燃料デブリや様々な放射性廃棄物の分析・研究を行う大熊分析・研究センターは、現在、低、中線量のがれき類、水処理二次廃棄物等の分析を行う第1棟の建設及び燃料デブリ等の分析を行う第2棟の詳細設計を進めています。施設管理棟のワークショップでは、将来の分析作業につなげるための教育訓練を行っています(図1-1右上)。これら三つのセンターは、福島イノベーション・コースト構想の一翼を担う廃炉関連施設とされ、研究開発を通じて1Fの廃止措置に貢献していきます。

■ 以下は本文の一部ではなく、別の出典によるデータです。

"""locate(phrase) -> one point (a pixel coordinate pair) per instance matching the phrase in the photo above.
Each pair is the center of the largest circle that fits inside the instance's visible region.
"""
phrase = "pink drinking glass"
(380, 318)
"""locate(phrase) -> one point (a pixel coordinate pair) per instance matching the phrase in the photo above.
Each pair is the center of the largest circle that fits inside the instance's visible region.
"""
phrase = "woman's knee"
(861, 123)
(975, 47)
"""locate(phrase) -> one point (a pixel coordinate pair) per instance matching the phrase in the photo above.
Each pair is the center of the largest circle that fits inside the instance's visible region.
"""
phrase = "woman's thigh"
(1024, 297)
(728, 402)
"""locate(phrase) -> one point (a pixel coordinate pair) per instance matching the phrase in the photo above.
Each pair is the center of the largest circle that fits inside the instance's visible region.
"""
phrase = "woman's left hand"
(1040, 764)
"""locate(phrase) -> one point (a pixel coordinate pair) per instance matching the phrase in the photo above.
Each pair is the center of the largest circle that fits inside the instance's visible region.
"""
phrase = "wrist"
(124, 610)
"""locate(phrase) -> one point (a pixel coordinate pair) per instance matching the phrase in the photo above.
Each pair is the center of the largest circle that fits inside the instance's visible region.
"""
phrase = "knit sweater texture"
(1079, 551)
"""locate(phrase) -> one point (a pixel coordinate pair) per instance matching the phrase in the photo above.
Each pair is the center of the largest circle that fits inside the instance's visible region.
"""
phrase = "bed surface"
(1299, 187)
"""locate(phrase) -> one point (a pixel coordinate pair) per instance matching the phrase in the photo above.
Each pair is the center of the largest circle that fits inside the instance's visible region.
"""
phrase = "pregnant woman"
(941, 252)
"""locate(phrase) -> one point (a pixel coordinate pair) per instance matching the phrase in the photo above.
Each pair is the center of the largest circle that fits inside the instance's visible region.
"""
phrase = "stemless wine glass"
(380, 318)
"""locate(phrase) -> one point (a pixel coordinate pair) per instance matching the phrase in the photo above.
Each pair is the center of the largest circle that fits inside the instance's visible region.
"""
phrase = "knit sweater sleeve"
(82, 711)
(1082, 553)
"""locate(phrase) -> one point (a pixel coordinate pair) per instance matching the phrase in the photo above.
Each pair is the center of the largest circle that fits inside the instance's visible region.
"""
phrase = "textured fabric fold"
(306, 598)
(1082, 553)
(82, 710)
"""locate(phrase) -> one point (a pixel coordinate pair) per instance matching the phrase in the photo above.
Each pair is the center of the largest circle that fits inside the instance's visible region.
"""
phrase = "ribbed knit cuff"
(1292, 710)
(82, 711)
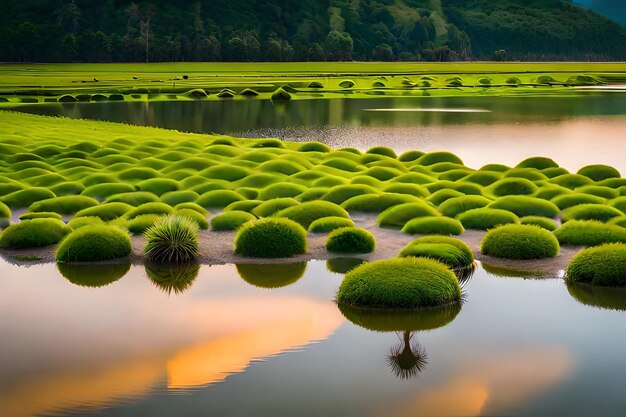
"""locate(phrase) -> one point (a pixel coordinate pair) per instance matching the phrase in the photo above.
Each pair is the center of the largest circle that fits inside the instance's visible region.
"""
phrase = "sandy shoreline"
(216, 248)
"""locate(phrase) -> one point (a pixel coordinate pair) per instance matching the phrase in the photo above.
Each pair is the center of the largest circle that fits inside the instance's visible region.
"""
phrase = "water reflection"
(606, 298)
(407, 359)
(271, 275)
(172, 277)
(86, 275)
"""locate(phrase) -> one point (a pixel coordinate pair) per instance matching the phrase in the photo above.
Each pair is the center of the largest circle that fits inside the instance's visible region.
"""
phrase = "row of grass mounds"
(350, 240)
(601, 265)
(399, 283)
(520, 242)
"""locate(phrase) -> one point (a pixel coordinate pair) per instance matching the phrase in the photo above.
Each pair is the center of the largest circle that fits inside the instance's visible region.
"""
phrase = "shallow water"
(228, 342)
(482, 129)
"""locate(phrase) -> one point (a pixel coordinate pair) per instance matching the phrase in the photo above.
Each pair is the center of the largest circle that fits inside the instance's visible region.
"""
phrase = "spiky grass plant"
(172, 239)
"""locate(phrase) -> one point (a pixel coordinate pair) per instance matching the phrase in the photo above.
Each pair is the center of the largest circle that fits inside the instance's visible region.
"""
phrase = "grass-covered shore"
(67, 83)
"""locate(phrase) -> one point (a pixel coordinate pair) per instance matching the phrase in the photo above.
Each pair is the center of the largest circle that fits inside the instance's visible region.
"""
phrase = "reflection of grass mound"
(399, 283)
(86, 275)
(518, 241)
(271, 275)
(608, 298)
(602, 266)
(172, 277)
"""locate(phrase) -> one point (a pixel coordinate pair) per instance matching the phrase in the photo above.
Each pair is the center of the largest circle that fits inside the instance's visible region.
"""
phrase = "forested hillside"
(313, 30)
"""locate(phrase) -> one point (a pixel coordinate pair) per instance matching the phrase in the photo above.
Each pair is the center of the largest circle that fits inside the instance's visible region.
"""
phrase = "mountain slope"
(287, 30)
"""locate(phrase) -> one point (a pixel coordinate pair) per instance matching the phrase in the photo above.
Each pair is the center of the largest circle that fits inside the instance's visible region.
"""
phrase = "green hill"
(314, 30)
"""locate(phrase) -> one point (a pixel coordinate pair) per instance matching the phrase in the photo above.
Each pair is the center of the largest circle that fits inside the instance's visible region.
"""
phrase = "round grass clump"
(538, 162)
(445, 253)
(520, 242)
(512, 186)
(218, 198)
(198, 218)
(523, 205)
(598, 212)
(487, 218)
(150, 208)
(599, 172)
(377, 203)
(433, 226)
(399, 215)
(601, 266)
(106, 211)
(542, 222)
(172, 239)
(231, 220)
(307, 213)
(589, 233)
(432, 158)
(135, 198)
(93, 244)
(24, 198)
(570, 200)
(141, 223)
(382, 150)
(400, 283)
(350, 240)
(328, 224)
(64, 205)
(287, 239)
(452, 207)
(34, 233)
(176, 197)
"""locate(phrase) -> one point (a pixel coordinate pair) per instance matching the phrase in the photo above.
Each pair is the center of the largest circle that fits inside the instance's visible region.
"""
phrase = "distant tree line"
(296, 30)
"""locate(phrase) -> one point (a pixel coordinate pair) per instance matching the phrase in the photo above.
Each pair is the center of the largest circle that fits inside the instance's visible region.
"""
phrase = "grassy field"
(40, 83)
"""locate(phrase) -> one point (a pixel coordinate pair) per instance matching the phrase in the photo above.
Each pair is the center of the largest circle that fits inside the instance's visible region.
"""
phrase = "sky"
(613, 9)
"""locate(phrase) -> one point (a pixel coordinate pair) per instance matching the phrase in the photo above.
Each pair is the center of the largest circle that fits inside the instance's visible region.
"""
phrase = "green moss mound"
(542, 222)
(452, 207)
(218, 198)
(487, 218)
(520, 242)
(288, 238)
(172, 239)
(106, 211)
(24, 198)
(94, 243)
(538, 162)
(397, 216)
(598, 212)
(271, 276)
(350, 240)
(328, 224)
(523, 205)
(382, 150)
(602, 266)
(570, 200)
(432, 158)
(150, 208)
(33, 233)
(401, 283)
(433, 225)
(135, 198)
(445, 253)
(93, 276)
(589, 233)
(512, 186)
(377, 203)
(231, 220)
(599, 172)
(307, 213)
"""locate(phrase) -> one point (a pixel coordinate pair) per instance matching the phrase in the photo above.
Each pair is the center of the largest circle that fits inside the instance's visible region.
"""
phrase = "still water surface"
(575, 130)
(226, 344)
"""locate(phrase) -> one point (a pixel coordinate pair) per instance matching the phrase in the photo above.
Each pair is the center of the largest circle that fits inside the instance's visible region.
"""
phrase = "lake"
(226, 345)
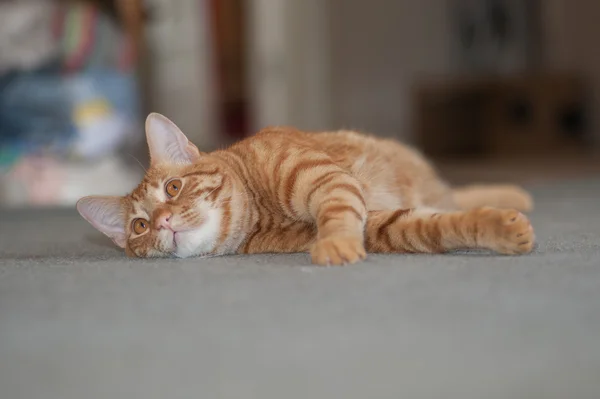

福島環境安全センターでは、環境回復に関する研究開発に取り組んでいます。環境中での放射性物質の移動挙動解明・予測を目指す環境動態研究では、予測のカギを握る河川への放射性セシウムの溶出挙動について、河川中濃度の減少傾向(トピックス1-11)と流域水循環モデルによる解析(トピックス1-12)から、現象理解を進めるとともに、川や池底中のセシウム分布の迅速評価技術を開発しました(トピックス1-13)。海洋では、蛇行する潮流の影響で放射性物質が深層に急激に沈み込む新現象を見いだしました(トピックス1-14)。環境中での放射性物質分布状況の迅速評価手法確立を目指す環境モニタリング・マッピング技術開発では、無人ヘリ測定への逆問題解析手法の適用(トピックス1-15)を進め、特定復興再生拠点の被ばく評価の精細化(トピックス1-16)につなげました。また、複雑な居住環境の空間線量率分布の予測手法を開発しました(トピックス1-17)。これらの研究開発成果を分かりやすく提供し(図1-1左上)、自治体等での施策検討や安全・安心感醸成に貢献していきます。

福島研究開発部門は、今後とも国内外の英知を結集し、1Fの廃止措置や環境回復のための研究成果を生み出し発信していきます。また、地域の企業や研究・教育機関などとネットワークを構築することにより、地域産業の活性化や人材育成につなげ、福島復興に貢献していきます。